If he's been on 5 or 6 different foods in just a few short months, there's a good chance he's reacting to the abrupt transitions between formulas. When you do decide on his next food, try introducing it very slowly.

It's very common for dogs to get diarrhea with food changes.

I'd recommend Nutro Ultra. It's a good-quality, mid-priced kibble. I've had good luck feeding it to sensitive dogs.


----------



## Mslitlsa (Mar 31, 2020)

Thank you everyone for all your advice I’m so happy to have found all of you ❤❤❤


----------



## Mslitlsa (Mar 31, 2020)

PeggyTheParti said:


> If he's been on 5 or 6 different foods in just a few short months, there's a good chance he's reacting to the abrupt transitions between formulas. When you do decide on his next food, try introducing it very slowly.
> 
> It's very common for dogs to get diarrhea with food changes.
> 
> I'd recommend Nutro Ultra. It's a good-quality, mid-priced kibble. I've had good luck feeding it to sensitive dogs.

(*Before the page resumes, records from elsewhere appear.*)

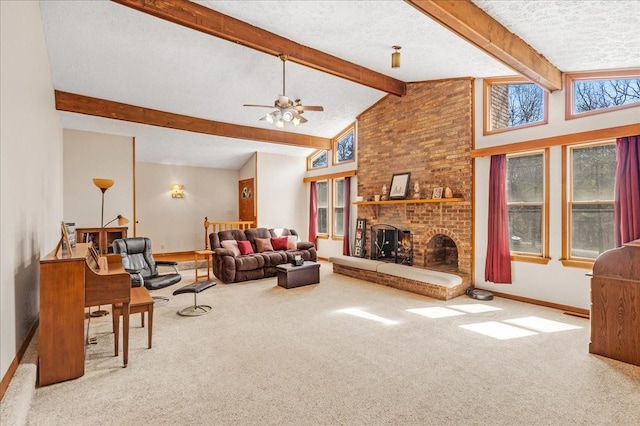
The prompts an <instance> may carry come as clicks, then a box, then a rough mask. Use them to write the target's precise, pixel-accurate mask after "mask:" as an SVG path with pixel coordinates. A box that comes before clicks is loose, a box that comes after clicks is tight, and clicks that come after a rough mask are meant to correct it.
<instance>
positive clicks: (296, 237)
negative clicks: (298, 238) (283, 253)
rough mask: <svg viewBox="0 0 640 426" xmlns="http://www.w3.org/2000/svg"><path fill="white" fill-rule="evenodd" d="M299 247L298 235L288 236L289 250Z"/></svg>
mask: <svg viewBox="0 0 640 426" xmlns="http://www.w3.org/2000/svg"><path fill="white" fill-rule="evenodd" d="M297 249H298V236H297V235H289V236H288V237H287V250H297Z"/></svg>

I have started him on Nutro Ultra and with every food change I’ve done them slowly but so far so good thank you


----------



## Whoiscoconut (May 11, 2020)

My poodle used to do really well on royal canin. She had a very sensitive tummy too. The only food I’ll never use is taste of the wild, they’ve had numerous contamination issues and when you call them about it they never return calls or address the issues with a recall. I can’t stand behind a company that at least doesn’t address their problems.


----------



## Charmed (Aug 4, 2014)

If the food sensitivities continue, you may have to do like I did and resort to having your dog allergy tested. It was a one time expense, about a hundred dollars, but he had so many sensitivities that with out the test I doubt I would ever have figured things out. As mentioned, you are going to have to be careful about treats. At first, I resorted to just keeping a handful of his his kibble in an old margarine tub, and I used it as his treat. At least I knew that he was getting the "right" ingredient. It took several months for him to get rid of all the red stained fur on his mouth, paws, underarms and tummy. Hopefully your dogs will not have multiple allergies.


----------